Oh dear. If Scotland’s former Dear Leader thought she could have an interview about her legacy that didn’t touch on the question of putting male rapists in women’s prisons she was sorely mistaken. Nicola Sturgeon has come under fire for a promotional clip ahead of tonight’s ITV interview with the ex-SNP leader. In the clip, the former FM is quizzed on her gender reform bill and the scandal that saw the double rapist Isla Bryson – born Adam Graham – initially housed in a women’s prison. And yet despite the outrage the case provoked, Sturgeon still couldn’t bring herself to call Graham a man in her latest TV interview. Some people never learn, eh?
Sturgeon’s gender bill – which would allow a person to self-identify as the opposite gender from the age of 16, after living as their acquired gender for six months and without a medical diagnosis of gender dysphoria – grew to become an extremely divisive piece of legislation that was initially passed in Holyrood before being blocked by Scotland Secretary Alister Jack. On the subject, Sturgeon admitted that her handling of the Bryson case – where institutional creep past the point of the law saw the male rapist end up in a female prison – hadn’t been optimal, adding that rapists ‘probably forfeit the right to be the gender of their choice’. At the time, the ex-FM refused to admit whether Bryson was male or female – and it seems not much has changed.
Julie Etchingham: You became unstuck over the questions about the transgender prisoner, the rapist Isla Bryson.
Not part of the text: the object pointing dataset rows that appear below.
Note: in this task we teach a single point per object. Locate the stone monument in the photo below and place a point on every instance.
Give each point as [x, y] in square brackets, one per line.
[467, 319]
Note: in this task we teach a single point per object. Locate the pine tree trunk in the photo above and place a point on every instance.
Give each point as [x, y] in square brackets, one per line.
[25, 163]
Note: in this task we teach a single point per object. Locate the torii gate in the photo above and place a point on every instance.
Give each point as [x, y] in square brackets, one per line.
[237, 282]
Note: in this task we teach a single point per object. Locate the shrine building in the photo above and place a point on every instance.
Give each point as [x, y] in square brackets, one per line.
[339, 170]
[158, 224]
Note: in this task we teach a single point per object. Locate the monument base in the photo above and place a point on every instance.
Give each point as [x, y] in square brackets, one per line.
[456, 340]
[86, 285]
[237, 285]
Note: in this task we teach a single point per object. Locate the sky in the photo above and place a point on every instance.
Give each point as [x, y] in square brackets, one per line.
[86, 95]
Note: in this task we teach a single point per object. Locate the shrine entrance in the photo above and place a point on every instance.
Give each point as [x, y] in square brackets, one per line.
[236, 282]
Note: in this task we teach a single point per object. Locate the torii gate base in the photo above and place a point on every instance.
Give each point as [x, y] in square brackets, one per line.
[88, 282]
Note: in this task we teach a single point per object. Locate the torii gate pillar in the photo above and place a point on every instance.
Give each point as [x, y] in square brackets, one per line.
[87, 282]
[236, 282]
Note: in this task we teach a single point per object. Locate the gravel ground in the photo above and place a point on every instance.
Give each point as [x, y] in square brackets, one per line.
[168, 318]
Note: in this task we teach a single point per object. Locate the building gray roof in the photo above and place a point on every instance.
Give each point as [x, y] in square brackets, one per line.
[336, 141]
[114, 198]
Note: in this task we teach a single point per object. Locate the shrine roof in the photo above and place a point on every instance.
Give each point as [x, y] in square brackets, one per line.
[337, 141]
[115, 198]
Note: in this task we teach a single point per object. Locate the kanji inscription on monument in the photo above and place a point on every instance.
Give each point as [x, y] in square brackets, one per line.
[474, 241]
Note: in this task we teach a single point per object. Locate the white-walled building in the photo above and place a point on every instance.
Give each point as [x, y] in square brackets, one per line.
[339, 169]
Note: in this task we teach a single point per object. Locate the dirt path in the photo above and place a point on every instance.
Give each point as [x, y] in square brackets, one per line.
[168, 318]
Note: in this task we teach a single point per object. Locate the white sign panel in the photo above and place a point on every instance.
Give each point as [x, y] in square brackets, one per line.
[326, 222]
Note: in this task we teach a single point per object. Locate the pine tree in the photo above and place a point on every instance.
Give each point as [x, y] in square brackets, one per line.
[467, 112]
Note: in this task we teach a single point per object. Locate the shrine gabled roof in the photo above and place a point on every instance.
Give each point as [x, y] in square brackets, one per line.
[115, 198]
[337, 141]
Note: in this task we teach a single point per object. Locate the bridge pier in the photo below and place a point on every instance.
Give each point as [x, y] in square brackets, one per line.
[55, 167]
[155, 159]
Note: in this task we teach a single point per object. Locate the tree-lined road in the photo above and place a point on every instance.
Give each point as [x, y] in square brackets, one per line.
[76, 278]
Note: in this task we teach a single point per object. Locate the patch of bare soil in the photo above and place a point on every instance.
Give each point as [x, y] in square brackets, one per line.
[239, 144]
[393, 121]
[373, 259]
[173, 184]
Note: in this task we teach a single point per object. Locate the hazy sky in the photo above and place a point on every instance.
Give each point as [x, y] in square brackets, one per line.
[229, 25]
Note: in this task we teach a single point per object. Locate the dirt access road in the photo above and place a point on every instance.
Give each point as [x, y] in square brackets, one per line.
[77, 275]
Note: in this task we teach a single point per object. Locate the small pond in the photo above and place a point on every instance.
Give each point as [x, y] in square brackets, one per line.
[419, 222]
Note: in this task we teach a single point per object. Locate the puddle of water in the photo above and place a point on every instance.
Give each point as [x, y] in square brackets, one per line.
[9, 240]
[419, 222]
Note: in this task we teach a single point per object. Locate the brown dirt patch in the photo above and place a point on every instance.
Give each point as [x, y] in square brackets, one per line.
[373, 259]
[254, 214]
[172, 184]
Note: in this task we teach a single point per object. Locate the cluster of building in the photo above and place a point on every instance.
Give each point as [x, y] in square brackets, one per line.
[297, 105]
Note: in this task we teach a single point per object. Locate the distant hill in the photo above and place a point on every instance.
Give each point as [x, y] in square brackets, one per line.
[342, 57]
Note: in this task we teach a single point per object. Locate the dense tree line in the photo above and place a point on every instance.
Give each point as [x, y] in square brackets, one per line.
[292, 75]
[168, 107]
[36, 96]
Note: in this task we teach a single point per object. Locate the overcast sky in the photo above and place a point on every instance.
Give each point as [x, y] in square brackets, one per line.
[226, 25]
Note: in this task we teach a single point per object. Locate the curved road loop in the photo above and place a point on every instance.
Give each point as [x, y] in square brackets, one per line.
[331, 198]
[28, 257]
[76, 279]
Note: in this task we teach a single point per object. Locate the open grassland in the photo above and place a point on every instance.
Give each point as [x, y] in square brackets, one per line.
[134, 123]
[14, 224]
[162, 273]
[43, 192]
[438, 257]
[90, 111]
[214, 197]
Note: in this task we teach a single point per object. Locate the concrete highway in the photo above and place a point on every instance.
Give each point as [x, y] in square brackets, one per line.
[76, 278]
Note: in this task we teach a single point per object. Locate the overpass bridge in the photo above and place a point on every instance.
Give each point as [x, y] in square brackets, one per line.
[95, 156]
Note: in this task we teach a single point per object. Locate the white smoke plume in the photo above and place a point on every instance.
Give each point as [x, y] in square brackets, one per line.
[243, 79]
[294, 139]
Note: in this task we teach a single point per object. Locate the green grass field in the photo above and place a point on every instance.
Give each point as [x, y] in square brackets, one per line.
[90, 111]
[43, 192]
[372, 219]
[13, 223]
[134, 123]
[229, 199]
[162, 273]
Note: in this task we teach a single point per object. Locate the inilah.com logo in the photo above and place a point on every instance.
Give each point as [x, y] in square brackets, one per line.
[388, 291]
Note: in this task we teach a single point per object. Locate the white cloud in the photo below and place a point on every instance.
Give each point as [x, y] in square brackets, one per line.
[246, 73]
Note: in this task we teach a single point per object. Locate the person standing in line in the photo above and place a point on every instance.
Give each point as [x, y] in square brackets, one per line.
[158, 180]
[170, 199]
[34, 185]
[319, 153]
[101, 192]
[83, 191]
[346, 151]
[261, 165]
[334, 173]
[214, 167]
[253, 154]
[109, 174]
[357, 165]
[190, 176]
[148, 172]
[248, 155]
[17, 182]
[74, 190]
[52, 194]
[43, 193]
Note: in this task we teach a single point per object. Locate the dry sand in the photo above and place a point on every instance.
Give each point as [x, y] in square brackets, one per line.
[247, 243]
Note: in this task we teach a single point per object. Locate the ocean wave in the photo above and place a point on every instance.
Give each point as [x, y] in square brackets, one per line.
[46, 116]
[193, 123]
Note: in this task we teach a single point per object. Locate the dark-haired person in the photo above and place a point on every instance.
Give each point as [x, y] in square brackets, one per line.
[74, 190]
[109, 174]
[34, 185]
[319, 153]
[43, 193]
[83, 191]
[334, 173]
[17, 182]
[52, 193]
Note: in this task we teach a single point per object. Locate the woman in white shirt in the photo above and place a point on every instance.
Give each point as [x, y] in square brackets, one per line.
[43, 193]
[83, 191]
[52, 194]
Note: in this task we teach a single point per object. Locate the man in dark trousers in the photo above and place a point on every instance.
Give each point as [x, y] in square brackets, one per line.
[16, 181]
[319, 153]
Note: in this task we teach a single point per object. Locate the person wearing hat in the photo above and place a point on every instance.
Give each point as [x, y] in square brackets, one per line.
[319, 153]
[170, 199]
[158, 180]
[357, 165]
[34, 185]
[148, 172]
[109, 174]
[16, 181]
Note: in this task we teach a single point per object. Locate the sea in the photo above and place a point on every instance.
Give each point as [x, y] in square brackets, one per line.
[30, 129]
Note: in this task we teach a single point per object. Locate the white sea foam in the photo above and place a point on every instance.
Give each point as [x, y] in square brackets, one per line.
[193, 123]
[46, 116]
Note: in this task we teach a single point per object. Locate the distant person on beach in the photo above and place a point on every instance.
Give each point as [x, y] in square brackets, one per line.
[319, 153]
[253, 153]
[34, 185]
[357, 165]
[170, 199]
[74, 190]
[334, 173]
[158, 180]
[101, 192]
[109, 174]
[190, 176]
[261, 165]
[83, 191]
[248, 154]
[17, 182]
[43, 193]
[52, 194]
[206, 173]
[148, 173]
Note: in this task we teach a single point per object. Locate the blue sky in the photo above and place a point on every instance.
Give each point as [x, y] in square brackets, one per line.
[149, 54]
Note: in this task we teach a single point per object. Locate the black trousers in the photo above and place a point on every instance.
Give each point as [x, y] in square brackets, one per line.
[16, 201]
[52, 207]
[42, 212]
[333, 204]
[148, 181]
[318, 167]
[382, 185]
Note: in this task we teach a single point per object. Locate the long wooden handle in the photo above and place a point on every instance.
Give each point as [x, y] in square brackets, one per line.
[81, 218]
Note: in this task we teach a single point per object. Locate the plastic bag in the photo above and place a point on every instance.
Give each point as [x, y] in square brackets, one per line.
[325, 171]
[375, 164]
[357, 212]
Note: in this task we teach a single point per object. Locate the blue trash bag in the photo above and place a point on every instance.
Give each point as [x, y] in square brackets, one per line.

Why couldn’t you answer that question?
Nicola Sturgeon: I think I was caught up in the…
JE: Will you answer it now whether you believe Isla Bryson…
NS: Isla Bryson identified as a woman. I think what I would say now is any anybody who commits the most heinous male crime against women probably forfeits the right to be, you know, the gender of their choice.
JE: They forfeit to be the gender of their choice? That’s, quite, I mean, this actually goes to the heart of the difficulty.
NS: That probably was not the best phrase to use… If you rape a woman, then I think you probably… the debate about whether they should be called a woman or not. Probably.
JE: Well, why don’t you simply say then Isla Bryson is a biological male.
NS: They are a biological male. But that’s about whether it gets back into the self-ID thing. I should have been much more straightforward. I wasn’t, but that’s because of the debate. We’d lost all sense of rationality in this debate. I’m partly responsible for that.